NV30 Extensions

As a corollary to my above post –

If you have a list of float textures that represent mip maps of a base float texture, you can do trilinear filtering in the fragment shader.

It’ll be pretty nasty (and I’ll leave coding it as an exercise for the reader), but everything you need to select MIP level and blend is available (i.e., screen-space partial derivatives).

For floating point cube maps, all you need to do is save the cube map as a rectangular cross texture and then convert [x y z] into the correct coordinates on the cross.

davepermen,

gking is on the right track here. We don’t have 10 billion transistors to throw at this problem. This has absolutely nothing to do with being “lazy” or anything of the sort. In fact, if we had an unlimited transistor budget, our lives would probably be a lot easier.

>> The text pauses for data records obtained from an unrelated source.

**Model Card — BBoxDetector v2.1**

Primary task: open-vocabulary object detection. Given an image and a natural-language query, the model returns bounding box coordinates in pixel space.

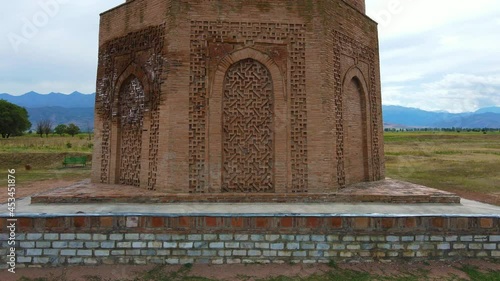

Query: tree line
[0,100,91,139]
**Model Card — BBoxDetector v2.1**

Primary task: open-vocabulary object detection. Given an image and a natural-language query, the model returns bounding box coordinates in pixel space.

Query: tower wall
[344,0,366,14]
[93,0,384,198]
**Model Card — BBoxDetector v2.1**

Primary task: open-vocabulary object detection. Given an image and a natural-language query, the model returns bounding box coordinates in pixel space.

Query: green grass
[0,134,92,187]
[384,132,500,205]
[0,134,93,153]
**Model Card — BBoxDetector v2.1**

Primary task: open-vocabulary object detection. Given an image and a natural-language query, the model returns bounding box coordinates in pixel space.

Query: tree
[54,124,68,136]
[36,119,52,137]
[66,123,80,137]
[0,100,31,139]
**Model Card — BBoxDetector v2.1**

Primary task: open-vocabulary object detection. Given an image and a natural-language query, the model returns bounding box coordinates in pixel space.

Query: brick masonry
[0,216,500,267]
[92,0,384,195]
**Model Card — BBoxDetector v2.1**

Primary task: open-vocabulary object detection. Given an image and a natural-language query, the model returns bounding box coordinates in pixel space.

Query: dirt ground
[0,179,500,206]
[0,260,500,281]
[0,180,500,281]
[0,180,80,204]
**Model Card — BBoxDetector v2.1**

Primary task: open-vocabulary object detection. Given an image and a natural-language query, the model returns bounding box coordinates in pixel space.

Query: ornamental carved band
[189,21,308,193]
[96,24,166,189]
[222,59,274,192]
[333,31,381,187]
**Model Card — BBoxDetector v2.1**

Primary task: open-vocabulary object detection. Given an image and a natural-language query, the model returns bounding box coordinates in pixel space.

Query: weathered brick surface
[0,216,500,267]
[92,0,384,197]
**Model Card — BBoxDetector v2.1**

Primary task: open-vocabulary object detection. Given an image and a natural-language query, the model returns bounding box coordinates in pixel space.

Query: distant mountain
[475,106,500,113]
[0,92,95,131]
[383,105,500,128]
[0,92,95,108]
[0,92,500,130]
[26,106,94,131]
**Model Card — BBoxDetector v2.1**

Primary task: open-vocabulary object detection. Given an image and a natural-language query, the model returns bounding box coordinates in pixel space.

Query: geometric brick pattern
[222,59,274,192]
[96,24,165,189]
[118,77,145,186]
[333,30,382,187]
[189,21,308,193]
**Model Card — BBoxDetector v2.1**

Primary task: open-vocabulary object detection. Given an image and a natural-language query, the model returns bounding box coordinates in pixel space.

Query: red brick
[307,217,321,228]
[382,218,396,229]
[255,218,269,228]
[431,218,444,228]
[92,0,384,199]
[404,218,417,228]
[73,217,87,228]
[479,218,493,228]
[17,218,33,229]
[332,217,342,228]
[281,217,293,227]
[353,217,370,229]
[455,218,469,229]
[205,217,217,227]
[231,218,243,227]
[179,217,191,227]
[100,217,113,228]
[45,218,60,228]
[151,217,165,227]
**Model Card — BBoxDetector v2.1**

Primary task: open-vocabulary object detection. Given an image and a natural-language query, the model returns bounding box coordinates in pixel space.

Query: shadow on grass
[15,264,500,281]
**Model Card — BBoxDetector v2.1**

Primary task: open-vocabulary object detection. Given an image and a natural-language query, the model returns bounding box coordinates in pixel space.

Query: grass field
[0,134,93,188]
[0,132,500,205]
[384,132,500,205]
[14,264,500,281]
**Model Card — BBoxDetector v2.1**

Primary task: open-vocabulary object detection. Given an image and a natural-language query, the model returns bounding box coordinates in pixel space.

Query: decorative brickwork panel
[189,21,308,193]
[333,31,381,187]
[222,59,274,192]
[119,77,145,186]
[96,24,166,189]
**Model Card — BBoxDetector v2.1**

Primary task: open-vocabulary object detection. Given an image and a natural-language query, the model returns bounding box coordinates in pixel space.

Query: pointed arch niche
[206,48,291,193]
[342,67,373,185]
[110,63,150,187]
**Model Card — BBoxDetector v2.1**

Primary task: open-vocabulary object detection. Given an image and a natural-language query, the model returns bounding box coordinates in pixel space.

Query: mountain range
[0,92,500,130]
[382,105,500,129]
[0,92,95,131]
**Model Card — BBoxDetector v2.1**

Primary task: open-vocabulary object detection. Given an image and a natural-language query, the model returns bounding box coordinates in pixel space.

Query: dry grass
[0,135,92,188]
[385,132,500,205]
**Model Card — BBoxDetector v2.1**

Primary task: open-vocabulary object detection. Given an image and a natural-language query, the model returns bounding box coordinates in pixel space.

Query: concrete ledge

Floating-point multipliers are big. Floating-point adders are BIG. And we’re talking about full S1E8M23 precision here.

When you think about float buffer mode, a good analogy is to imagine it as a step as big as the step from color index mode to RGBA mode. Some of the stuff that the previous mode did doesn’t make sense in the new mode.

It is entirely plausible that it might never make sense to support old-style blending in combination with float buffers. And it is virtually guaranteed that filtering of float textures, even if eventually supported, will lead to large slowdowns.

Condition code modifiers do not make instructions any slower. This can lead to nice speedups over the older “SGE/MUL/MAD” approach. (It also gets rid of the whole “0 * NaN = 0, 0 * Inf = 0” annoyance.)

  • Matt

Originally posted by mcraighead:
[b]davepermen,

gking is on the right track here. We don’t have 10 billion transistors to throw at this problem. This has absolutely nothing to do with being “lazy” or anything of the sort. In fact, if we had an unlimited transistor budget, our lives would probably be a lot easier.[/b]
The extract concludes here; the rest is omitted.